Nanosensor-based monitoring of autophagy-associated lysosomal acidification in vivo

Authors Mijin Kim, Chen Chen, Zvi Yaari, Rune Frederiksen, Ewelina Randall, Jaina Wollowitz, Christian Cupo, Xiaojian Wu, Janki Shah, Daniel Worroll, Rachel E. Lagenbacher, Dana Goerzen, Yue-Ming Li, Heeseon An, YuHuang Wang & Daniel A. Heller


Autophagy is a cellular process with important functions that drive neurodegenerative diseases and cancers. Lysosomal hyperacidification is a hallmark of autophagy. Lysosomal pH is currently measured by fluorescent probes in cell culture, but existing methods do not allow for quantitative, transient or in vivo measurements. In the present study, we developed near-infrared optical nanosensors using organic color centers (covalent sp3 defects on carbon nanotubes) to measure autophagy-mediated endolysosomal hyperacidification in live cells and in vivo.

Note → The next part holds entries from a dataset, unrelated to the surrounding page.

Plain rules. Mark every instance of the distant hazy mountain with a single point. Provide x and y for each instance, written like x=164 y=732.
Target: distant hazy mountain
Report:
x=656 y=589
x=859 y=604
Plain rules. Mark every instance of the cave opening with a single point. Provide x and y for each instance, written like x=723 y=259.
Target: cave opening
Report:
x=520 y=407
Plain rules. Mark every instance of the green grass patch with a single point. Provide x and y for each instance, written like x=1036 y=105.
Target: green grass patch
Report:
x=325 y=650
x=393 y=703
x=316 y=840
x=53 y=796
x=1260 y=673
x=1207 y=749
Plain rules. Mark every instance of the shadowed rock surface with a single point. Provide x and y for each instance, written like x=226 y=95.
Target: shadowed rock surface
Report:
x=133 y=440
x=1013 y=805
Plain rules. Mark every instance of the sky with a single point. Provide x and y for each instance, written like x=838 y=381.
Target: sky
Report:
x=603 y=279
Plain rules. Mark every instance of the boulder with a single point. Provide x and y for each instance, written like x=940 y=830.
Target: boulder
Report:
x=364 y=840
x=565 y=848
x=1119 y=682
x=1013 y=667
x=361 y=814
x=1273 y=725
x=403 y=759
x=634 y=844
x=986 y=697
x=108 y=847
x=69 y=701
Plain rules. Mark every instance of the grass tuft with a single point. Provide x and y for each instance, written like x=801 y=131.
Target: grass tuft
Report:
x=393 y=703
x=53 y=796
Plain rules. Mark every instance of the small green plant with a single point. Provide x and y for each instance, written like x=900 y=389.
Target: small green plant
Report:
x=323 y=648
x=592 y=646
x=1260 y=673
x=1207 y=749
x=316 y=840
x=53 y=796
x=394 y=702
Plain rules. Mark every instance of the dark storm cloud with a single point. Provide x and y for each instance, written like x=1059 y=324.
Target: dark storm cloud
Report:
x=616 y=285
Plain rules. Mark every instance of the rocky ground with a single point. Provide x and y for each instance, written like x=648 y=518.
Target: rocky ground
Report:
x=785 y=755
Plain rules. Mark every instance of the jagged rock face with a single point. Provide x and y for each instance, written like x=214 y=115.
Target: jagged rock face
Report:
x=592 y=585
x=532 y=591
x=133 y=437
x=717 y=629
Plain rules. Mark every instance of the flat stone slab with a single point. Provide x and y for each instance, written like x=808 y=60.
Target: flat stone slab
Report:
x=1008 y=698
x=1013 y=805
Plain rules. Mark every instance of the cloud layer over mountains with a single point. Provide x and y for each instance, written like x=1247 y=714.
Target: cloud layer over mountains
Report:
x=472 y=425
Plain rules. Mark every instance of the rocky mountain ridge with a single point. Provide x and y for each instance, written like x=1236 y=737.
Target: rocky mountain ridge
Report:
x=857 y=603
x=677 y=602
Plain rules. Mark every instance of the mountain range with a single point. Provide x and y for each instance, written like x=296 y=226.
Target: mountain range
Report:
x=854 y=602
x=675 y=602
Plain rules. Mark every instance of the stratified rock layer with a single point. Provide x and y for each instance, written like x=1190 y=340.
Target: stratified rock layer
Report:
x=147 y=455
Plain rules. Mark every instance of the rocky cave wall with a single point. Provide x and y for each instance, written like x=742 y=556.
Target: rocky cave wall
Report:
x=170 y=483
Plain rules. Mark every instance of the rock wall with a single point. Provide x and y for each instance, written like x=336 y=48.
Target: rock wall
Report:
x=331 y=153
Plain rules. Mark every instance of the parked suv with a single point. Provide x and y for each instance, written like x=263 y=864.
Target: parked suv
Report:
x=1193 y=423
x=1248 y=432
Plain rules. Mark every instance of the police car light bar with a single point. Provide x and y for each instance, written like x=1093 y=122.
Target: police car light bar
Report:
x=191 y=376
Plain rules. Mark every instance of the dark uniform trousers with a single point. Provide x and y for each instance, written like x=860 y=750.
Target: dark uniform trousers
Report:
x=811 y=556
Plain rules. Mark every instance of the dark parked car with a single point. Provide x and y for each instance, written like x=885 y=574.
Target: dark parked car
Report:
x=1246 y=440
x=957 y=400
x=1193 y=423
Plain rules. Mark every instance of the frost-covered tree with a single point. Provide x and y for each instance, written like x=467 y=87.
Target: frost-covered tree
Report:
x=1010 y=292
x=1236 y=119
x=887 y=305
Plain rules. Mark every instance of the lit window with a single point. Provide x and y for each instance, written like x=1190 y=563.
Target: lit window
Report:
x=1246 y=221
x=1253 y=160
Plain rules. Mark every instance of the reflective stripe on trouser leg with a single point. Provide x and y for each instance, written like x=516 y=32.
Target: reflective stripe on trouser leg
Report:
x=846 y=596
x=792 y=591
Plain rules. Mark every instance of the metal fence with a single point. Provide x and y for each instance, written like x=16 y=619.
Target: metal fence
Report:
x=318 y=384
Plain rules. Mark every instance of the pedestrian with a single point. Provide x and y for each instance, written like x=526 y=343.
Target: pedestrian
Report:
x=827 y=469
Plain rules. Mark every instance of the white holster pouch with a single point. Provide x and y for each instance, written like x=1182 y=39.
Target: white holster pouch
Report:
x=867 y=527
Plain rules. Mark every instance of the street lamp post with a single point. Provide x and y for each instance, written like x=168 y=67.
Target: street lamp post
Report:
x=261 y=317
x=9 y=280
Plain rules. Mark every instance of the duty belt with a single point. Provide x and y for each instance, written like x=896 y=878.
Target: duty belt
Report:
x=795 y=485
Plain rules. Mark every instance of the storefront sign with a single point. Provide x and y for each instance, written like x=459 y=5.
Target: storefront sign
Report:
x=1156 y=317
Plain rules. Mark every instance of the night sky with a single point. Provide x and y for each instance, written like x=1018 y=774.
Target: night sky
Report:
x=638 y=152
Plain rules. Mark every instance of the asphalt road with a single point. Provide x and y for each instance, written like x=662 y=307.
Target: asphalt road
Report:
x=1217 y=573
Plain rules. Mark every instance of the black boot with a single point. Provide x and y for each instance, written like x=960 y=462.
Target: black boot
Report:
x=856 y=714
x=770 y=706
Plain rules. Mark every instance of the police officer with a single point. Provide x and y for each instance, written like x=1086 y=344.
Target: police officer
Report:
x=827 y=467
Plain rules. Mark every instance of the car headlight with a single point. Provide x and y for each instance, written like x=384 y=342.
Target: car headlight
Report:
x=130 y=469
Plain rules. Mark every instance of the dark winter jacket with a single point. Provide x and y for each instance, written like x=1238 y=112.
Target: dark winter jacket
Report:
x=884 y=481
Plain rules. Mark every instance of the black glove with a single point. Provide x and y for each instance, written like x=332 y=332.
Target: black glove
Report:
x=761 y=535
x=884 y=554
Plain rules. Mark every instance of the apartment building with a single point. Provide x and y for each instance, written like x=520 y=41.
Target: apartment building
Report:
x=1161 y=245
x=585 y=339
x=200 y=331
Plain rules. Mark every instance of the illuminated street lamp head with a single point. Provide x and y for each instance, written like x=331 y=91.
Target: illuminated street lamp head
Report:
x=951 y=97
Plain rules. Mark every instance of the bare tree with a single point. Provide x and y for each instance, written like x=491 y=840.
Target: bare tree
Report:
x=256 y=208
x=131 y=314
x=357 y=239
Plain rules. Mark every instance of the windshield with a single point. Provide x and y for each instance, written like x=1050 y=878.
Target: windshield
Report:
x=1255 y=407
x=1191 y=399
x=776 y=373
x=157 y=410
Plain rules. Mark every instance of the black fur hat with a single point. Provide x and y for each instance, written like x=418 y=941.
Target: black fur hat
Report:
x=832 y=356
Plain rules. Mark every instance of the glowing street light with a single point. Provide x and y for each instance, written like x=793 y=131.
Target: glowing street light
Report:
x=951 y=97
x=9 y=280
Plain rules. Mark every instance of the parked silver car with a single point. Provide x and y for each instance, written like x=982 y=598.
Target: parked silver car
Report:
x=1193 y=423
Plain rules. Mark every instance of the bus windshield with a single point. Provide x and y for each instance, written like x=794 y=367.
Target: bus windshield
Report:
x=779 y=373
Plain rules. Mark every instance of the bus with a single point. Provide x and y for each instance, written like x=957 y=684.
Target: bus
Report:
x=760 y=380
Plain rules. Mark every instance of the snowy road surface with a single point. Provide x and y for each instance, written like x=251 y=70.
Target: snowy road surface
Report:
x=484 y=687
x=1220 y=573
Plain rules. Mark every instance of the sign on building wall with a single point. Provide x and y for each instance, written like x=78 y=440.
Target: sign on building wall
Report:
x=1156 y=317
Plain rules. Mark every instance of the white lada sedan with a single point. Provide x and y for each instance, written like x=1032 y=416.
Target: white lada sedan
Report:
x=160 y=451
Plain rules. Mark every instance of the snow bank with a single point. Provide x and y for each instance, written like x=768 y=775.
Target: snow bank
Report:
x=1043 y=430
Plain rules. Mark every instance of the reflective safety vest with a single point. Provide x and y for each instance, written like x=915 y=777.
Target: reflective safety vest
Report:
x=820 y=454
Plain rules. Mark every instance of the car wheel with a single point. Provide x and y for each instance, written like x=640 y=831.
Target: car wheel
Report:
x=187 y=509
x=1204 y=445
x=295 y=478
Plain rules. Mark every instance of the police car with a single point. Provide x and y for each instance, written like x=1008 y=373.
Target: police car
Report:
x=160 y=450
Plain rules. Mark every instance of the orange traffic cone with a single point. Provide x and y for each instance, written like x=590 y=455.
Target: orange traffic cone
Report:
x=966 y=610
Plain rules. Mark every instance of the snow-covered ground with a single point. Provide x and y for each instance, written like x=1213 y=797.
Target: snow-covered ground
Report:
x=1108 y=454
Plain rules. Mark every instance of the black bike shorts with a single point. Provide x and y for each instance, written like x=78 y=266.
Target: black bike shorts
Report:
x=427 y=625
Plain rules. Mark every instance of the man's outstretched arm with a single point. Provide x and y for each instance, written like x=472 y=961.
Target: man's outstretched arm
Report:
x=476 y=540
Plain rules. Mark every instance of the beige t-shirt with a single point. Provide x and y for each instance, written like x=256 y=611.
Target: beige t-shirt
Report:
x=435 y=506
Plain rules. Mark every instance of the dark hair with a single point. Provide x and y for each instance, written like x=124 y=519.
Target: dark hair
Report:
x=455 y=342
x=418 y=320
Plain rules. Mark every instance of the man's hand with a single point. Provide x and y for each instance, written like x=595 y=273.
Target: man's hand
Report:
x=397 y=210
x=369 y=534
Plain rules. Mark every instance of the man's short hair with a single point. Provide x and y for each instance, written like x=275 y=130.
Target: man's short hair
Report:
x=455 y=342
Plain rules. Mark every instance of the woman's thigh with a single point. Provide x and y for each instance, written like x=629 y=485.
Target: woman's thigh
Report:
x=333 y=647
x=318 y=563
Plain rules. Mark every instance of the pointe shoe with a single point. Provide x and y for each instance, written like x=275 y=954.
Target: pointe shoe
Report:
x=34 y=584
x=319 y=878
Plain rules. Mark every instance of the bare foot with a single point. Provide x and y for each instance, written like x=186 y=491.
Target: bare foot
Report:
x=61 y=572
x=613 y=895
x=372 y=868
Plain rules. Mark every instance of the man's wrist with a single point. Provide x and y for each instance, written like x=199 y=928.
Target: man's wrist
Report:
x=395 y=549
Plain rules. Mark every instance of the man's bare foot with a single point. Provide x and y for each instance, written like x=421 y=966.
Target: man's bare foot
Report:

The nanosensors localize to the lysosomes, where the emission band shifts in response to local pH, enabling spatial, dynamic and quantitative mapping of subtle changes in lysosomal pH. Using the sensor, we observed cellular and intratumoral hyperacidification on administration of mTORC1 and V-ATPase modulators, revealing that lysosomal acidification mirrors the dynamics of S6K dephosphorylation and LC3B lipidation while diverging from p62 degradation. This sensor enables the transient and in vivo monitoring of the autophagy–lysosomal pathway.